Open-source software suite for scientific experiments

GumTree is an open-source scientific workbench for performing scientific experiments under a distributed network environment. It provides a multi-platform graphical user interface for instrument data acquisition, online or offline data visualisation and analysis. GumTree is designed to provide a highly Integrated Scientific Experiment Environment (ISEE), allowing interaction between different components within the workbench. Several instrument control server systems including TANGO, EPICS and SICS have been adapted to GumTree. Current developments include acquisition, control and analysis on neutron and synchrotron beamlines. In the future it will be extended telescope control and other scientific instruments with distributed hardware.

==History==
GumTree was first started as a small graphical user interface project to fulfill the IT requirement for the Neutron Beam Instrument Project (NBIP) at ANSTO. Later in the year, the GumTree project has been approved to go open source for international collaboration.
- 02/2004 GumTree project started
- 08/2004 GumTree was approved to go open source
- 09/2005 GumTree 1.0 milestone 7 released
- 03/2006 GumTree has received the Best Open Source RCP Application from the Eclipse Foundation
- 01/2007 Codehaus has accepted to host the GumTree Project on their website
- 09/2008 GumTree 1.0 released

==Architecture==
GumTree is based on the Eclipse Rich Client Platform (RCP).

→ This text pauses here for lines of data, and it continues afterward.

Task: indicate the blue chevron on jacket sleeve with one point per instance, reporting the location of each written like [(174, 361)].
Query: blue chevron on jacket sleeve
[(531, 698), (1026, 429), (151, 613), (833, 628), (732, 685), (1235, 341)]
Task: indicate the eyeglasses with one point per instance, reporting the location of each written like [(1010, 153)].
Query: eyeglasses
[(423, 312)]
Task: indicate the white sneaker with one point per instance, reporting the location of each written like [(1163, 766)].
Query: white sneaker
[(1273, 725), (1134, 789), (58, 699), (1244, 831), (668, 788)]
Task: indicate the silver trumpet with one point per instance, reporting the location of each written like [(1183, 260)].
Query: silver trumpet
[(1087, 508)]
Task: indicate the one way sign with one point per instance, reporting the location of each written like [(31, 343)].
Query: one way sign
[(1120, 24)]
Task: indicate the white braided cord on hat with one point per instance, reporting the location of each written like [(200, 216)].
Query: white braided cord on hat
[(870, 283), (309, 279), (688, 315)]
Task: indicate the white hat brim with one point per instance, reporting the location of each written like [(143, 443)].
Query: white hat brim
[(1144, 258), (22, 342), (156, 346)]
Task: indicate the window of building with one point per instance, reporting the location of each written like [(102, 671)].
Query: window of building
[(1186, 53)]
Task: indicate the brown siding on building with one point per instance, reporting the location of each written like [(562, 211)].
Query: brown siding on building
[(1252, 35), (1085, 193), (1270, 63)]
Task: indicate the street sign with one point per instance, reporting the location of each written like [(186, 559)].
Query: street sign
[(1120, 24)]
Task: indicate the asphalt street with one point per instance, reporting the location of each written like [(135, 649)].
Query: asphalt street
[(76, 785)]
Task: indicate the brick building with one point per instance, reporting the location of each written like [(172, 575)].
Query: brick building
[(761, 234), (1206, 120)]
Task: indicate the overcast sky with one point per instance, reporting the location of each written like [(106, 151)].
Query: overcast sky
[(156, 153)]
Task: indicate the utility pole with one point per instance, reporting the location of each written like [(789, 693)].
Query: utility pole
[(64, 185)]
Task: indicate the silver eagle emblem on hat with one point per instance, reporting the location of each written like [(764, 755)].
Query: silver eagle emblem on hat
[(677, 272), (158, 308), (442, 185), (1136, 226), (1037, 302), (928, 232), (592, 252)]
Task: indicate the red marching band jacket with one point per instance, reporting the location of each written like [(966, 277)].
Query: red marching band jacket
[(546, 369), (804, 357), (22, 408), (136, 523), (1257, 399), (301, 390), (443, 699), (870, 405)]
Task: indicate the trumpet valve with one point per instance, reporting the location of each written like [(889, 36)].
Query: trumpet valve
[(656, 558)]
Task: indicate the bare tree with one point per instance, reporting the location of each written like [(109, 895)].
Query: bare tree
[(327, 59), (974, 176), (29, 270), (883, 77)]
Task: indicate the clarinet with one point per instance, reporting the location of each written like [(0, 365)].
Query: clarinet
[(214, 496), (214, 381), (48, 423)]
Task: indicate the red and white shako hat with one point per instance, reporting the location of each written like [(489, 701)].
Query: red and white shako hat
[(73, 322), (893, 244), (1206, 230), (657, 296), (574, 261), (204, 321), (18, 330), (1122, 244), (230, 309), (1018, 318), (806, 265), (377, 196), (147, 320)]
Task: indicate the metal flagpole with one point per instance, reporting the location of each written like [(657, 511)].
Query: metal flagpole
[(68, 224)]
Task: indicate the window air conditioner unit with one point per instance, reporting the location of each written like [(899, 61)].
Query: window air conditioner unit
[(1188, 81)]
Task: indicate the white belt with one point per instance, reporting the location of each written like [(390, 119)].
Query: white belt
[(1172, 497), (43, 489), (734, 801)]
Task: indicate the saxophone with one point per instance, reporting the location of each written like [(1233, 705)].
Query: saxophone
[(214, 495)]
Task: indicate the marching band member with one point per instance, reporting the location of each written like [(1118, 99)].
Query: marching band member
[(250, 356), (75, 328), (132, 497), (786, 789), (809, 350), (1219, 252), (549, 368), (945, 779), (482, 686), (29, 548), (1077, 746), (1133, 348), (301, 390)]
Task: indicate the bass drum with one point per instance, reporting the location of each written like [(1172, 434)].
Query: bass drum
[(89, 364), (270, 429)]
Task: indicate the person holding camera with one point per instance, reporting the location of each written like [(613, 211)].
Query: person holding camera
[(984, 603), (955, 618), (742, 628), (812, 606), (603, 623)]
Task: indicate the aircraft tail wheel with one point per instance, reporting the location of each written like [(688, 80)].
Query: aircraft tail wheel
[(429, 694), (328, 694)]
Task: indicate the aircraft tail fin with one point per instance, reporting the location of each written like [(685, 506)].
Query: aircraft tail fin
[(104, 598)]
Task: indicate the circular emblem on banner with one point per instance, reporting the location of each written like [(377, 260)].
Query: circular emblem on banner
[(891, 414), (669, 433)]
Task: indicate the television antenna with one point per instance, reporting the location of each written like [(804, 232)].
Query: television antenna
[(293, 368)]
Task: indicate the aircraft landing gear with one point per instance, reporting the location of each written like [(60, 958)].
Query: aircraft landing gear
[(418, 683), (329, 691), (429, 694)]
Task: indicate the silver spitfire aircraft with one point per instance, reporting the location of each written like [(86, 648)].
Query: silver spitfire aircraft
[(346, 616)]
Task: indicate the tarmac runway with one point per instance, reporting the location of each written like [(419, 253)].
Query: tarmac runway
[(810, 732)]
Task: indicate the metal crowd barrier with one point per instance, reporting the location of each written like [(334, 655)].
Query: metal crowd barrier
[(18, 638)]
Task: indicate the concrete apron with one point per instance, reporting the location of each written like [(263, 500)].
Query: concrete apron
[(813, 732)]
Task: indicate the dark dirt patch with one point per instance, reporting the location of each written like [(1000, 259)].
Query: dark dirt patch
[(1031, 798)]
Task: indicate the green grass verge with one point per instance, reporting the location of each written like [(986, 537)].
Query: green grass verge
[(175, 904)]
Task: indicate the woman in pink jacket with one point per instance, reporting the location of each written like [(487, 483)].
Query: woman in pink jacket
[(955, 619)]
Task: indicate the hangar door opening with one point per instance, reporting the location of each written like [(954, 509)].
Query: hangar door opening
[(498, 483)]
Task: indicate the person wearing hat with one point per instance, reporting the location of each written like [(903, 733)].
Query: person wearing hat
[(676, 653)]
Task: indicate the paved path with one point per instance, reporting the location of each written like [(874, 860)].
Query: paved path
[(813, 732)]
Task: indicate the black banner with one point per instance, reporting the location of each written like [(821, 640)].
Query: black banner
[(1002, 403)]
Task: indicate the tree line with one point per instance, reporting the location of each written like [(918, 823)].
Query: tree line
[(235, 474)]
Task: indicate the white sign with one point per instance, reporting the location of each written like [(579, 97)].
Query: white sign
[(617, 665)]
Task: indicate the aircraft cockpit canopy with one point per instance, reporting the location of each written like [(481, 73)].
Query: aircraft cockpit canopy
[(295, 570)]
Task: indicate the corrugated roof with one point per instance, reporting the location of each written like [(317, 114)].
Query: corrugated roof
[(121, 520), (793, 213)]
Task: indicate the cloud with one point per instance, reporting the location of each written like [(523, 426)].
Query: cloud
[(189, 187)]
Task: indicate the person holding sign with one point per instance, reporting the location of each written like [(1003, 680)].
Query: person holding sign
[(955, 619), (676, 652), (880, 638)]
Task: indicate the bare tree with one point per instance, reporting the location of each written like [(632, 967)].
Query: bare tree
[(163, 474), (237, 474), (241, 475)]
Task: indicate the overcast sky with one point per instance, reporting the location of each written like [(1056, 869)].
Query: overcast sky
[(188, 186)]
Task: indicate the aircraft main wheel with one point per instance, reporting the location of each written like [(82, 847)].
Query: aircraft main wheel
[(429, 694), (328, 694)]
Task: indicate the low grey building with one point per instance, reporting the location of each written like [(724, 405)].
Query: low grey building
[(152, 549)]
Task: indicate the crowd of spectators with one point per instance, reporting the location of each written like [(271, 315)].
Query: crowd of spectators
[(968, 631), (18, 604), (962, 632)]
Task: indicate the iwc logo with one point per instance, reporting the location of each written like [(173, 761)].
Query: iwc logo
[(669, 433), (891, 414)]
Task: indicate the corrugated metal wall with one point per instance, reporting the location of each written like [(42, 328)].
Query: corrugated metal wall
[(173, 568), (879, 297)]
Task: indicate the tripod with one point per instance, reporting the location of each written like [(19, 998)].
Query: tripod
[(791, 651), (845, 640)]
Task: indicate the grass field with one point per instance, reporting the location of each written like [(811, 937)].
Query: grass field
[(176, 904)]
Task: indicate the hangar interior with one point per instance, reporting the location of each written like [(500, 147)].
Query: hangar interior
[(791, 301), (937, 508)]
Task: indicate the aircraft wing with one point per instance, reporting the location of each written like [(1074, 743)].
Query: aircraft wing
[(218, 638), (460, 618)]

In order to support scientific operations, GumTree extends RCP with data handling framework and visualisation toolkit as part of the GumTree platform API.

==GumTree Extension==
Adapting GumTree on a particular instrument requires special customisation to fit the scientific workbench to its instrument ecosystem. Customisation of GumTree can be achieved by adding new plug-ins to the existing GumTree application. In a broader sense, the common base of GumTree is a generic platform which provides all the necessary infrastructure to realise the ISEE concept for the scientific instrument. This platform, known as the GumTree Platform, is built and modelled upon an award-winning Java based universal platform called Eclipse. The GumTree Platform consists of an Eclipse Rich Client Platform (RCP) application, and an application framework for handling data exchange, experiment life cycle, device control (via distributed control system e.g. TANGO), application accessibility, data visualisation, and data analysis. All services from the platform can be extended and modified to suit any particular scientific instrument. A developer adds a GumTree workbench (or RCP based GumTree application) which integrates all services provided by the GumTree Platform. The GumTree Platform encourages developers to encapsulate the knowledge of an experiment method or procedure in the workbench.